Имя было достаточно редким, чтобы Бертрану выпало не слишком много результатов: какую-нибудь Эмму Грубер, конечно, разыскать было бы не в пример сложнее. Он нашел имя Хильдегарды Вильдерштейн в списке участников студенческой конференции полуторалетней давности; тема ее выступления звучала как «Германо-бакардийские отношения эпохи Фердинанда VI: между идеалом и действительностью». К сожалению, тексты докладов не сопровождались фотографиями авторов, и Бертрана это немного разочаровало – про себя он не мог представить, как выглядит особа, согласившаяся, пусть и за немалые деньги, стать «щитом» для человека, которого в глаза не видела.
Пожалуй, он удивительно быстро принимал открывшуюся ему реальность.
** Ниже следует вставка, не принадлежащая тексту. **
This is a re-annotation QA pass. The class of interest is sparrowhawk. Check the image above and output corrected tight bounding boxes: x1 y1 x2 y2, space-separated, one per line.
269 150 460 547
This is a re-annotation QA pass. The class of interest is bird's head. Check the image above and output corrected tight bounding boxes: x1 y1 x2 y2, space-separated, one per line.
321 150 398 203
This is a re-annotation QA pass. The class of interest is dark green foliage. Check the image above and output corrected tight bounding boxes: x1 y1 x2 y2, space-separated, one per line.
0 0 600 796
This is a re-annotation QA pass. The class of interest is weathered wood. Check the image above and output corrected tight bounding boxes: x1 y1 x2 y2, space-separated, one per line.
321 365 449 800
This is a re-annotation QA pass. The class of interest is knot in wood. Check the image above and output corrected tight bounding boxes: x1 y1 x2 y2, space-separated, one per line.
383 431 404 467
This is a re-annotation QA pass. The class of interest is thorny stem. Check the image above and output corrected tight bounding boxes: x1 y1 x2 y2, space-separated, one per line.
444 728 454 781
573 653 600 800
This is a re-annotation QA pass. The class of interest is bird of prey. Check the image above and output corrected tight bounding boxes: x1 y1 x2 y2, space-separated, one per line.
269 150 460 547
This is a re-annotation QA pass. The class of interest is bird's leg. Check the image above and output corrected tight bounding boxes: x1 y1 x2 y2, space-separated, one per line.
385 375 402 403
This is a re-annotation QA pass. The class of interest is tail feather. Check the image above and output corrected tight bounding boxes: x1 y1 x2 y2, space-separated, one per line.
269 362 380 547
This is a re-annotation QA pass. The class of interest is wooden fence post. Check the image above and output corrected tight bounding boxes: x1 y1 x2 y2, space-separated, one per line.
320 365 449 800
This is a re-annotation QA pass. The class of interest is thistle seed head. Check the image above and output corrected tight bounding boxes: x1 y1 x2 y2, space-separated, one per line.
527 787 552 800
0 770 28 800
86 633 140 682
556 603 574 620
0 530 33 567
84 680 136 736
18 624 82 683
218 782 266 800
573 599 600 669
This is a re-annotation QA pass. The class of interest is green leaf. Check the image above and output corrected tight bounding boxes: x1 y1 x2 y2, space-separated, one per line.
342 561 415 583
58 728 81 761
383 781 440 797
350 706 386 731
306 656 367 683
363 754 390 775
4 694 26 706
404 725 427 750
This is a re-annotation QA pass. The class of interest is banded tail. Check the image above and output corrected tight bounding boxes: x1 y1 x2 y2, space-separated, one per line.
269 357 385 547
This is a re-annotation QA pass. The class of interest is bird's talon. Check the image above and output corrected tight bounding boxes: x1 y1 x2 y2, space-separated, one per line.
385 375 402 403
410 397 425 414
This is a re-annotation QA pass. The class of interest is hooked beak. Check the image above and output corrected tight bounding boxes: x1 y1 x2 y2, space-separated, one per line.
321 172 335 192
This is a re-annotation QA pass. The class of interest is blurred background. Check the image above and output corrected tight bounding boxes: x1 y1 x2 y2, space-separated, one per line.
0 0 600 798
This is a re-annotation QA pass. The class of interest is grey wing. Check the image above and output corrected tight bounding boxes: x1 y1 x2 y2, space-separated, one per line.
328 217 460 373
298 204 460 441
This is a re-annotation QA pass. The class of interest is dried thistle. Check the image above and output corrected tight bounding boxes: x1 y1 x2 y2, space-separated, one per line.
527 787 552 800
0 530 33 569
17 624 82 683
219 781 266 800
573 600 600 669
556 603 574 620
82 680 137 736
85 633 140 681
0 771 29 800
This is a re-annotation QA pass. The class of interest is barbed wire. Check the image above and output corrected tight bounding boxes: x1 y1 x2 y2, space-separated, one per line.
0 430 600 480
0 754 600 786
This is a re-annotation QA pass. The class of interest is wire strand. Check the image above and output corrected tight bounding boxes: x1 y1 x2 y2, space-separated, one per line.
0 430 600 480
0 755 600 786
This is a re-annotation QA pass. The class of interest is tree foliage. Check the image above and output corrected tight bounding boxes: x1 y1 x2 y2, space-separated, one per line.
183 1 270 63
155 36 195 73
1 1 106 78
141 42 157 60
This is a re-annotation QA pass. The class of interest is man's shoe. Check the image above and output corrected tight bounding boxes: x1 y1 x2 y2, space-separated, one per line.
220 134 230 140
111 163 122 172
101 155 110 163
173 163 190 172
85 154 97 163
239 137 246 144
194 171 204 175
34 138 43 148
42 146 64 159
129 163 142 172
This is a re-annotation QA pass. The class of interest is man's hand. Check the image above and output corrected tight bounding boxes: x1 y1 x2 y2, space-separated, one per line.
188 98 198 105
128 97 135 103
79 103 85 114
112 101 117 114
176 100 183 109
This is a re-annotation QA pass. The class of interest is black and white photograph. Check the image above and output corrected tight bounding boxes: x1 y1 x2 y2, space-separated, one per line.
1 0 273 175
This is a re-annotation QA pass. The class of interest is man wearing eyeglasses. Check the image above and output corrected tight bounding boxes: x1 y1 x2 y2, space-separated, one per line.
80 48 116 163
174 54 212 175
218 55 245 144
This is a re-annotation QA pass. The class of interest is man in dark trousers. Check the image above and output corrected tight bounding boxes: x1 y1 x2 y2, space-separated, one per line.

Страница Хильдегарды в Facebook выглядела скромно, если не сказать – пустынно. Публикаций почти не было; редкие фотографии были сделаны так, чтобы на них не было видно лица. Оказываясь перед объективом, девушка отворачивалась или закрывала лицо руками, так что Бертран мог увидеть только ее волосы, темные, неровно выкрашенные в кричаще-красный цвет у концов, будто хозяйка по недосмотру макнула их в ведро с киноварью. Больше ничего о ней было не сказать – разве что в графе «место учебы» стоял Национальный Бакардийский университет, от одного упоминания которого Бертран почувствовал, что начинает кривиться. Университет, воспитавший плеяду блестящих умов прошлого, гордость бакардийской нации, как писали недавно в газетах на двухсотлетнюю годовщину его основания – огромная, неуклюжая махина, невероятно архаично организованная, съедающая бюджетные средства подобно бездонной черной дыре. С этой напастью боролись как могли – сокращали стипендиальные места, переформировывали факультеты, оптимизировали преподавательский состав, – но это не мешало обители знаний оставаться ночным кошмаром министерства образования. Говорили, что тому, кому удастся вывести финансовые показатели университета в плюс, президент лично поставит ящик коньяку и спляшет сарабанду впридачу; байка бытовала в министерстве со времен Витта, и, судя по тому, как шли дела, никто никогда не проверил бы, насколько она правдива.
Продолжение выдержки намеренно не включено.